3. Branch by Abstraction
Konzept
Zwischen alter und neuer Implementierung wird eine Abstraktionsschicht eingeführt.
Anwendung
↓
Abstraktion
↙ ↘
Alt Neu
Vorteile
- Schrittweise Migration
- Weniger Code-Konflikte
Nachteile
- Zusätzliche Komplexität
Häufig in Continuous-Delivery-Projekten.
4. Feature Toggle / Feature Flags
Konzept
Neue Funktionen werden per Schalter aktiviert oder deaktiviert.
Vorteile
- Schnelle Aktivierung
- Einfaches Rollback
Nachteile
- Technische Schulden durch viele Flags
Oft als Ergänzung zum Strangler-Ansatz verwendet.
5. Anti-Corruption Layer (ACL)
Konzept
Eine Übersetzungsschicht schützt neue Systeme vor Altlasten.
Neues System
↓
Anti-Corruption Layer
↓
Altsystem
Vorteile
- Saubere Domänenmodelle
- Entkopplung
Nachteile
- Zusätzlicher Entwicklungsaufwand
Wird häufig in Domain-Driven-Design-Projekten eingesetzt.
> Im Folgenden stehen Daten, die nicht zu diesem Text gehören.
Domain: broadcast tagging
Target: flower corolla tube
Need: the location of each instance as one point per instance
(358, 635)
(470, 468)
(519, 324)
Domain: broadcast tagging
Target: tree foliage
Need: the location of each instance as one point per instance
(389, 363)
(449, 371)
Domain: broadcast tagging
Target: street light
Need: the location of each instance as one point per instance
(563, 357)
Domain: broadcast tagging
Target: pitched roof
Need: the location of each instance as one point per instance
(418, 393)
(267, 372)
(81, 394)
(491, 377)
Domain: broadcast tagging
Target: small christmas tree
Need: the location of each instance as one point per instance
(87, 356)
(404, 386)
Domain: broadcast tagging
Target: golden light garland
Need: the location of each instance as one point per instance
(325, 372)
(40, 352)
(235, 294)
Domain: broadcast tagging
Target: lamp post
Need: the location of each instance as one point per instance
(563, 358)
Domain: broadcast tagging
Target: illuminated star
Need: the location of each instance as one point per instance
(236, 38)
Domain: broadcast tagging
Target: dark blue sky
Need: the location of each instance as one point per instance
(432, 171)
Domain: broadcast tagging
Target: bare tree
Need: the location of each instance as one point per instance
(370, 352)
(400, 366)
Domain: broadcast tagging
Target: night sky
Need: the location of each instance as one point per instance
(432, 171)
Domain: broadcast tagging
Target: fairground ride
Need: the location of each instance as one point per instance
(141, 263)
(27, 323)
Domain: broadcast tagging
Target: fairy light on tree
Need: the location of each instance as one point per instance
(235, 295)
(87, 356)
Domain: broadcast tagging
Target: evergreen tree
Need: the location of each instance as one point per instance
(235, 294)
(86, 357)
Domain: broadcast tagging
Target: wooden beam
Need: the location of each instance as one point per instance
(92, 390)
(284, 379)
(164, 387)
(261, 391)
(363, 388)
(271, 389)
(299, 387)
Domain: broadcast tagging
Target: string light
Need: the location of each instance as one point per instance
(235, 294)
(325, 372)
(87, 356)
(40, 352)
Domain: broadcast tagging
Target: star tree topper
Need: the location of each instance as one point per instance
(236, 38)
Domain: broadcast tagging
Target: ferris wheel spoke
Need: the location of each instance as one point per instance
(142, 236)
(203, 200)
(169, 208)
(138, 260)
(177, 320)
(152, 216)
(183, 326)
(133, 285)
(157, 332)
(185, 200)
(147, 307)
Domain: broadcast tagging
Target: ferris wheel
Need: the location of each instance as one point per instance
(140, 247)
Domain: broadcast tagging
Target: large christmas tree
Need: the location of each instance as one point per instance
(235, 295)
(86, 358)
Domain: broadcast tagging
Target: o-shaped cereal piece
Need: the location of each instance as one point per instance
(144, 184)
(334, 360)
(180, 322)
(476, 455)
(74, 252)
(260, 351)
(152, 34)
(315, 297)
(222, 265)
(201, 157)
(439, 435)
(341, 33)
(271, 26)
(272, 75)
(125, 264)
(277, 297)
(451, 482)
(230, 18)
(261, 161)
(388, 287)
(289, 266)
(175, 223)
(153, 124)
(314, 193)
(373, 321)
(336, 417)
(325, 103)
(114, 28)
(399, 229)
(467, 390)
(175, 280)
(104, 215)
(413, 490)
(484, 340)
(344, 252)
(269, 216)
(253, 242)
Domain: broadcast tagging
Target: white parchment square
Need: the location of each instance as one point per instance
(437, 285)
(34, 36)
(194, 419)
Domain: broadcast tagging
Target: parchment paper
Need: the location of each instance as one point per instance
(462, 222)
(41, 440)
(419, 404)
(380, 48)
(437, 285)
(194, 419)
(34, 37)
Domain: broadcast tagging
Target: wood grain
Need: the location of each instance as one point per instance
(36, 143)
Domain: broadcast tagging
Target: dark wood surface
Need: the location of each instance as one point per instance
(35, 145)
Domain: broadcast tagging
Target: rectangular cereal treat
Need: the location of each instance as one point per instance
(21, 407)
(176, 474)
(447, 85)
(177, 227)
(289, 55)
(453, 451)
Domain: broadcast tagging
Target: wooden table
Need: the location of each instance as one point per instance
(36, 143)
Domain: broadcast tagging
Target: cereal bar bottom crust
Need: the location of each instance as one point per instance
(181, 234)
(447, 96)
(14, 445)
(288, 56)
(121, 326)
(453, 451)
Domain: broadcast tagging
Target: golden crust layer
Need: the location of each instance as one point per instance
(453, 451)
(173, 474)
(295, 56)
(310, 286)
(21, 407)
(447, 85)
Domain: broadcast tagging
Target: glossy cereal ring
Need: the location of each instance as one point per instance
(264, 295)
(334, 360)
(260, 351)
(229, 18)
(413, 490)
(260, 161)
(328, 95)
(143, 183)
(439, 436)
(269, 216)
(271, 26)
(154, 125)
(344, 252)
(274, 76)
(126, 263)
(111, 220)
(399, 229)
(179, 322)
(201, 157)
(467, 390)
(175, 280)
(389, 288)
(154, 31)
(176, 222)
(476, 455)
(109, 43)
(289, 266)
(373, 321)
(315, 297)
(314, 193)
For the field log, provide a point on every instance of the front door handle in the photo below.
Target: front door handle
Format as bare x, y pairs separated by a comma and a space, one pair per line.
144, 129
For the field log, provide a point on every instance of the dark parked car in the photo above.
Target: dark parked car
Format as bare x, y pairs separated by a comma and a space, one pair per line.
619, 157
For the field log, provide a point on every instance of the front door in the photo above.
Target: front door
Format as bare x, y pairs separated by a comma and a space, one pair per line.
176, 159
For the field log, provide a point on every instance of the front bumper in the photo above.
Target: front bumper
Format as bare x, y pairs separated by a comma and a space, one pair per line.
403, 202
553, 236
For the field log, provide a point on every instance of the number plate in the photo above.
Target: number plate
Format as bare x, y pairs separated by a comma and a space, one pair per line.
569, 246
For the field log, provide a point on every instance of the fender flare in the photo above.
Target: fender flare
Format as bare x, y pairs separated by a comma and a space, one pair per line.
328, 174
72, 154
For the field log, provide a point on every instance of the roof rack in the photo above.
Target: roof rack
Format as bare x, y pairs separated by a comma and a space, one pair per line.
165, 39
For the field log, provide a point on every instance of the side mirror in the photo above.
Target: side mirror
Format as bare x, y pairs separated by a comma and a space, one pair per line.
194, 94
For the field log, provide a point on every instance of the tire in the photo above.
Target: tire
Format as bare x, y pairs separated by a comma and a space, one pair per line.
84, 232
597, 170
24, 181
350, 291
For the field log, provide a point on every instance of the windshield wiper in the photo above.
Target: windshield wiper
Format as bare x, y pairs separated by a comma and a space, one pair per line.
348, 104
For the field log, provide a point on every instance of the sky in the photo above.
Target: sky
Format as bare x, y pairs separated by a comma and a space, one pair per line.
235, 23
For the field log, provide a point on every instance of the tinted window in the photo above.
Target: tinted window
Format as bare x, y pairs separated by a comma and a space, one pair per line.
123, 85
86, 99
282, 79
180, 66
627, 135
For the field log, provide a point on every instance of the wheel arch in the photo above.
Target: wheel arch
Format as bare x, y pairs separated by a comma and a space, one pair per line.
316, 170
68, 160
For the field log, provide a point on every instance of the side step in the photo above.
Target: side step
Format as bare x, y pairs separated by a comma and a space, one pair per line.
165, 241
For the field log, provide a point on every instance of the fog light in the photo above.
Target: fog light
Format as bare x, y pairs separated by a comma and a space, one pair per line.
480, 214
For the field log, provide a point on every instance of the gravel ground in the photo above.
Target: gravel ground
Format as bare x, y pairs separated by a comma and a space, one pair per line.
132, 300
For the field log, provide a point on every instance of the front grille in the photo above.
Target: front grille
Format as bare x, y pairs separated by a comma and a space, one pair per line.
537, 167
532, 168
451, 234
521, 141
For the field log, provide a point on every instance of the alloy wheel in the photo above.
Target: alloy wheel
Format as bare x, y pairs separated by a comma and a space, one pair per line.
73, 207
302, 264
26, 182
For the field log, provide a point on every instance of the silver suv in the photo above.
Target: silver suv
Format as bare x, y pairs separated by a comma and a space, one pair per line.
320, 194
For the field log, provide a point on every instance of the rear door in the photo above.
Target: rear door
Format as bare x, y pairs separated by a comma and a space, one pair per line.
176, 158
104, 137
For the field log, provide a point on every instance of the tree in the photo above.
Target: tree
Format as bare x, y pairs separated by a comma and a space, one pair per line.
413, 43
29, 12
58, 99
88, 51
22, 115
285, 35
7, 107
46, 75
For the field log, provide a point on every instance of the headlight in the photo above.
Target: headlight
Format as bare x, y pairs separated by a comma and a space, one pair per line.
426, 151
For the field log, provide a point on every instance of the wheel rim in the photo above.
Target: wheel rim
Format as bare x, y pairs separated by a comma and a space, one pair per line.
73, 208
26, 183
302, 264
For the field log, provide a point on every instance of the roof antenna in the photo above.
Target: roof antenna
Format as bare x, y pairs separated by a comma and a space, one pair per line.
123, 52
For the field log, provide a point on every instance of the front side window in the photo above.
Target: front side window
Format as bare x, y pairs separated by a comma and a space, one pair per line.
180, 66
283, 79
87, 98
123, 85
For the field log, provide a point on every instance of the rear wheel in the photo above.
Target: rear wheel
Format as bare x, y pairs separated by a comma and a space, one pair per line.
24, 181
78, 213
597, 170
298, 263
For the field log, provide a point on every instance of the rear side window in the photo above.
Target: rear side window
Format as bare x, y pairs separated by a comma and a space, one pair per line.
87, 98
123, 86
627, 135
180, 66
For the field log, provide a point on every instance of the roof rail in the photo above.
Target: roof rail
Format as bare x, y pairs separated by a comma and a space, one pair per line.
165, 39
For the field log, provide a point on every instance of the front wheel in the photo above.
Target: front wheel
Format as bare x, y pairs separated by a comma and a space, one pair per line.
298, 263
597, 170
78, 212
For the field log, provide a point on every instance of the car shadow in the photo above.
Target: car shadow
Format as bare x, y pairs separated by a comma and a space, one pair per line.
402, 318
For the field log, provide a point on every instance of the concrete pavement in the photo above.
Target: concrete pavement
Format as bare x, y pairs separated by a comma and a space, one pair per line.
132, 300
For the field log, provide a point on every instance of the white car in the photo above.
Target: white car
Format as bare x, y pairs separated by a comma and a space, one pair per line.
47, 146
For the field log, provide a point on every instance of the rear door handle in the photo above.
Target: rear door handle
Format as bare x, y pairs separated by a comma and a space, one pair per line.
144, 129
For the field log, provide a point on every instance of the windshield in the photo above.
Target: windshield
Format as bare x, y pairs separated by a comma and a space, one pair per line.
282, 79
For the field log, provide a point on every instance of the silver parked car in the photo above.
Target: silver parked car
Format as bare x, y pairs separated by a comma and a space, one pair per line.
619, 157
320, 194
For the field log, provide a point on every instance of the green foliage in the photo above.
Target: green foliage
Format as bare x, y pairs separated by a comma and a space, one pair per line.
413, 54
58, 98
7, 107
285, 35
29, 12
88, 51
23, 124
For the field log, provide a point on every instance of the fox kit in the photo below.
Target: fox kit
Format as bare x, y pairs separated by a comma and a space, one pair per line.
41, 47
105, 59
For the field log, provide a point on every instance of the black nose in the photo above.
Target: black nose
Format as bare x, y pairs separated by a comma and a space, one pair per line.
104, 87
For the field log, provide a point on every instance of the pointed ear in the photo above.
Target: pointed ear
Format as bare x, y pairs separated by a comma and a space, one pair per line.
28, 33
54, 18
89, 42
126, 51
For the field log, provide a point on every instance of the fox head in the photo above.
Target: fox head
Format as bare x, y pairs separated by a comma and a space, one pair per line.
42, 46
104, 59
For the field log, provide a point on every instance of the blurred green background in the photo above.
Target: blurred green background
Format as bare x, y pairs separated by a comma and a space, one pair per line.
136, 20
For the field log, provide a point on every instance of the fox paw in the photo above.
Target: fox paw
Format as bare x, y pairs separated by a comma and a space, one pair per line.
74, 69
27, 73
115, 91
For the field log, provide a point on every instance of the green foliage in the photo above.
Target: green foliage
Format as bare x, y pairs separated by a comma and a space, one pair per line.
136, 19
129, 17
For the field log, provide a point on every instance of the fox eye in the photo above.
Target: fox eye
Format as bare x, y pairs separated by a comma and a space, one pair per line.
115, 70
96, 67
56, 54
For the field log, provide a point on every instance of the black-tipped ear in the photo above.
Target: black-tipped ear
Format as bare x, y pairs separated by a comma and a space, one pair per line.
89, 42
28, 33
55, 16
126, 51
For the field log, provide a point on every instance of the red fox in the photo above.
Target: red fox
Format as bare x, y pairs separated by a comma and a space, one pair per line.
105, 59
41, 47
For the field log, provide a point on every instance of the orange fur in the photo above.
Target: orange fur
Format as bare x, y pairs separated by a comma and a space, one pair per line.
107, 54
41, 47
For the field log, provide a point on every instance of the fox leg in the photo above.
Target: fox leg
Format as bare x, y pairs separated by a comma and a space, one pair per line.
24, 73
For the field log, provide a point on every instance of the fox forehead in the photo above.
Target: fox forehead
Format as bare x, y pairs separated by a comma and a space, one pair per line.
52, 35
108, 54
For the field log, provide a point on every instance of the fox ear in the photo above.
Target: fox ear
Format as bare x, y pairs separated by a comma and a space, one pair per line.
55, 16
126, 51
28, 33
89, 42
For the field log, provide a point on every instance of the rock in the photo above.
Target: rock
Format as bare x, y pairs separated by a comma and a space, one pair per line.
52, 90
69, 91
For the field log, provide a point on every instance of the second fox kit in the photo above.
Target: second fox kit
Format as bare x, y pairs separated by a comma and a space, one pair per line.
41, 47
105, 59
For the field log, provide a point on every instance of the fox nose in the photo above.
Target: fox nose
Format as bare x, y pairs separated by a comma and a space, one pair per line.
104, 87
6. Event Interception / Event Strangling
Konzept
Statt Funktionen direkt zu ersetzen, werden Ereignisse abgefangen und an neue Services weitergeleitet.
Beispiel:
Bestellung erstellt
↓
Event Bus
↙ ↘
Alt Neu
Geeignet für eventgetriebene Architekturen.
Vergleich
| Ansatz | Risiko | Aufwand | Übergangsphase |
|---|---|---|---|
| Strangler Pattern | Niedrig | Mittel | Lang |
| Big Bang | Sehr hoch | Hoch | Kurz |
| Parallel Run | Niedrig | Sehr hoch | Lang |
| Branch by Abstraction | Niedrig | Mittel | Mittel |
| Feature Flags | Niedrig | Gering | Mittel |
| Anti-Corruption Layer | Niedrig | Mittel | Lang |
| Event Strangling | Niedrig | Hoch | Lang |
Empfehlung
Für die Modernisierung großer Monolithen gilt der Strangler-Ansatz heute als Best Practice, oft kombiniert mit:
- Anti-Corruption Layer zur Entkopplung
- Feature Flags für kontrollierte Freischaltung
- Branch by Abstraction für die technische Umsetzung
Dadurch lassen sich selbst sehr große Legacy-Systeme schrittweise und mit deutlich geringerem Risiko modernisieren.